A typical server block:
# -----------------------------
# HTTP → HTTPS redirect
# -----------------------------
server {
listen 80;
server_name app.example.com;
return 301 https://$host$request_uri;
}
# -----------------------------
# HTTPS
# -----------------------------
server {
listen 443 ssl http2;
server_name app.example.com;
root /var/www/app/current/public;
index index.php;
add_header X-Frame-Options "SAMEORIGIN";
add_header X-Content-Type-Options "nosniff";
add_header Strict-Transport-Security "max-age=31536000; includeSubDomains" always;
client_max_body_size 25M;
access_log /var/log/nginx/app.example.com.access.log;
error_log /var/log/nginx/app.example.com.error.log warn;
location / {
try_files $uri $uri/ /index.php?$query_string;
}
location ~ \.php$ {
fastcgi_pass unix:/run/php/php8.4-fpm-app-example.sock;
fastcgi_index index.php;
fastcgi_param SCRIPT_FILENAME $realpath_root$fastcgi_script_name;
include fastcgi_params;
fastcgi_buffering on;
fastcgi_read_timeout 60s;
}
location ~* \.(css|js|png|jpg|jpeg|gif|svg|woff|woff2)$ {
expires 1y;
add_header Cache-Control "public, max-age=31536000, immutable";
access_log off;
}
location ~ /\.(?!well-known).* {
deny all;
}
location ~ /\. {
deny all;
}
}So that X-Forwarded-For works correctly, add set_real_ip_from and real_ip_header CF-Connecting-IP (when behind Cloudflare).
PHP-FPM — pool configuration
I covered the details in a separate piece. Two opcache settings specific to production:
opcache.enable=1
opcache.memory_consumption=192
opcache.interned_strings_buffer=16
opcache.max_accelerated_files=20000
opcache.validate_timestamps=0 ; needs a reset on deploy
opcache.revalidate_freq=0
opcache.fast_shutdown=1
opcache.preload=/var/www/app/current/preload.phpWith validate_timestamps=0, PHP doesn’t automatically detect file changes — after a deploy, an FPM reload via kill -USR2 is mandatory. In return, a difference of hundreds of requests per second.
PostgreSQL — why not MySQL?
Both work. My reasons for preferring PostgreSQL:
- JSON/JSONB support is more mature than MySQL’s (GIN index, query operators).
- CTEs, window functions, materialized views are native.
- Logical replication and PITR tooling is cleaner.
- Transactional DDL — if a crash happens mid-migration, the database stays clean.

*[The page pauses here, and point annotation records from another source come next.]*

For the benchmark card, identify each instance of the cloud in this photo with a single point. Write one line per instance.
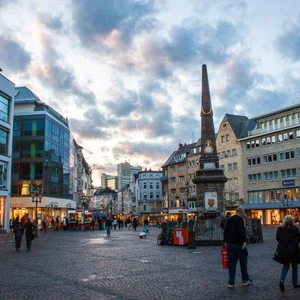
(86, 129)
(13, 55)
(191, 43)
(288, 43)
(112, 22)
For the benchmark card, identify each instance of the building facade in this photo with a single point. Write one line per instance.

In return — setup demands a bit more discipline. Typical postgresql.conf sensitivities:
shared_buffers = 4GB # ~25% of total RAM
effective_cache_size = 12GB # ~75% of RAM
work_mem = 16MB
maintenance_work_mem = 256MB
wal_buffers = 16MB
max_connections = 500
checkpoint_timeout = 15min
checkpoint_completion_target = 0.9
random_page_cost = 1.1 # for SSD
effective_io_concurrency = 200pgBouncer — connection pool
PHP opens and closes a connection per request. Starting a PostgreSQL connection is expensive (a forked process). We absorb this by putting pgBouncer in front in transaction mode. auth_query note.
Redis — three hats
The same Redis instance plays three roles:
- Cache —
Cache::remember(...). - Session —
SESSION_DRIVER=redis. - Lock — a distributed mutex via
Cache::lock(...).
They all run safely on a single Redis — as long as:
- Maxmemory policy:
volatile-lru(evict keys with a TTL via LRU; don’t evict persistent queue data). appendonly no(RDB is enough for cache + queue).save 900 1 300 10 60 10000(RDB snapshot rules).
RabbitMQ (optional)
As Laravel’s queue driver I use rabbitmq — instead of Database or Redis. Why?
Queue — QUEUE_CONNECTION=rabbitmq.
The Redis queue driver is simple but falls short compared to RabbitMQ’s features:
- Persistence — RabbitMQ can write messages to disk; Redis queues stay in RAM.
- Acknowledgements — RabbitMQ deletes a message after it’s processed; in a Redis queue messages aren’t deleted, and cleaning up processed messages is the application’s responsibility.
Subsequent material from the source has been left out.